The readings for Today’s Mass were:
Reading I
I prayed, and prudence was given me;
I pleaded, and the spirit of wisdom came to me.
I preferred her to scepter and throne,
and deemed riches nothing in comparison with her,
nor did I liken any priceless gem to her;
because all gold, in view of her, is a little sand,
and before her, silver is to be accounted mire.
Beyond health and comeliness I loved her,
and I chose to have her rather than the light,
because the splendor of her never yields to sleep.
Yet all good things together came to me in her company,
and countless riches at her hands.
Responsorial Psalm
R. (14) Fill us with your love, O Lord, and we will sing for joy!
Teach us to number our days aright,
that we may gain wisdom of heart.
Return, O LORD! How long?
Have pity on your servants!
R. Fill us with your love, O Lord, and we will sing for joy!
Fill us at daybreak with your kindness,
that we may shout for joy and gladness all our days.
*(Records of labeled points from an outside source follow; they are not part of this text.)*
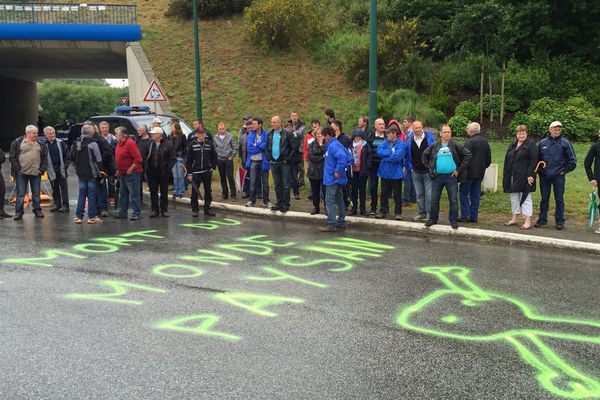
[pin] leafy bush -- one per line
(467, 109)
(283, 24)
(404, 102)
(458, 124)
(580, 119)
(61, 101)
(206, 8)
Make us glad, for the days when you afflicted us,
for the years when we saw evil.
R. Fill us with your love, O Lord, and we will sing for joy!
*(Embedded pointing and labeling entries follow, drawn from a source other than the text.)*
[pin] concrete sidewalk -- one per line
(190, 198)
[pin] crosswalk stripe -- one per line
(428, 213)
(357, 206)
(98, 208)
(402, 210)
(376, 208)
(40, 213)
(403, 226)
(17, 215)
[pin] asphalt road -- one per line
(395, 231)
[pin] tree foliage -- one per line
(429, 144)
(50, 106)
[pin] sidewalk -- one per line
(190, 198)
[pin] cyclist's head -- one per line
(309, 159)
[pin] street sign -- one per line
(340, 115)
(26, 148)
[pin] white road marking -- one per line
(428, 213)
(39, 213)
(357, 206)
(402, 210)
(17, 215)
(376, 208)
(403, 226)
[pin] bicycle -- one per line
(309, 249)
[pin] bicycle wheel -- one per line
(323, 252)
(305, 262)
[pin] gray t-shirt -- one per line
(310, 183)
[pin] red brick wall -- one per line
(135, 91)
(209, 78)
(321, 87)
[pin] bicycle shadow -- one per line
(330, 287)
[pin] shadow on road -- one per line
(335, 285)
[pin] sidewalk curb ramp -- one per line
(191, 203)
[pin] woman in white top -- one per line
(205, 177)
Let your work be seen by your servants
and your glory by their children;
and may the gracious care of the LORD our God be ours;
prosper the work of our hands for us!
Prosper the work of our hands!
R. Fill us with your love, O Lord, and we will sing for joy!
Reading II
Brothers and sisters:
Indeed the word of God is living and effective,
sharper than any two-edged sword,
penetrating even between soul and spirit, joints and marrow,
and able to discern reflections and thoughts of the heart.
No creature is concealed from him,
but everything is naked and exposed to the eyes of him
to whom we must render an account.
Alleluia
R. Alleluia, alleluia.
Blessed are the poor in spirit,
for theirs is the kingdom of heaven.
R. Alleluia, alleluia.
Gospel
As Jesus was setting out on a journey, a man ran up,
knelt down before him, and asked him,
“Good teacher, what must I do to inherit eternal life?”
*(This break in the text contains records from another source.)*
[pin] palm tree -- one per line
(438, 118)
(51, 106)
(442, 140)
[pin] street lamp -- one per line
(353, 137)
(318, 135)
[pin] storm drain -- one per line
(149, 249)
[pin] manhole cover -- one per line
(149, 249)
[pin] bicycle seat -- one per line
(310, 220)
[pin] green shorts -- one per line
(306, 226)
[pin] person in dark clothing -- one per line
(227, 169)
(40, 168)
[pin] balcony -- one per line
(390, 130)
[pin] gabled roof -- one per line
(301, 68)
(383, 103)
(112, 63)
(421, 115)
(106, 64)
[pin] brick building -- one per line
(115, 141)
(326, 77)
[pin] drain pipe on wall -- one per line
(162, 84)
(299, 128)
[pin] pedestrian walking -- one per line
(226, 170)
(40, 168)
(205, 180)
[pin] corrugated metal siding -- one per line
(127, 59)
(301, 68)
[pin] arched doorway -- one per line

Jesus answered him, “Why do you call me good?
No one is good but God alone.
You know the commandments: You shall not kill;
you shall not commit adultery;
you shall not steal;
you shall not bear false witness;
you shall not defraud;
honor your father and your mother.”
He replied and said to him,
“Teacher, all of these I have observed from my youth.”
Jesus, looking at him, loved him and said to him,
“You are lacking in one thing.
Go, sell what you have, and give to the poor
and you will have treasure in heaven; then come, follow me.”
At that statement his face fell,
and he went away sad, for he had many possessions.
Jesus looked around and said to his disciples,
“How hard it is for those who have wealth
to enter the kingdom of God!”
The disciples were amazed at his words.
So Jesus again said to them in reply,
“Children, how hard it is to enter the kingdom of God!
It is easier for a camel to pass through the eye of a needle
than for one who is rich to enter the kingdom of God.”
They were exceedingly astonished and said among themselves,
“Then who can be saved?”
Jesus looked at them and said,
“For human beings it is impossible, but not for God.
All things are possible for God.”
Peter began to say to him,
“We have given up everything and followed you.”
Jesus said, “Amen, I say to you,
there is no one who has given up house or brothers or sisters
or mother or father or children or lands
for my sake and for the sake of the gospel
who will not receive a hundred times more now in this present age:
houses and brothers and sisters
and mothers and children and lands,
with persecutions, and eternal life in the age to come.”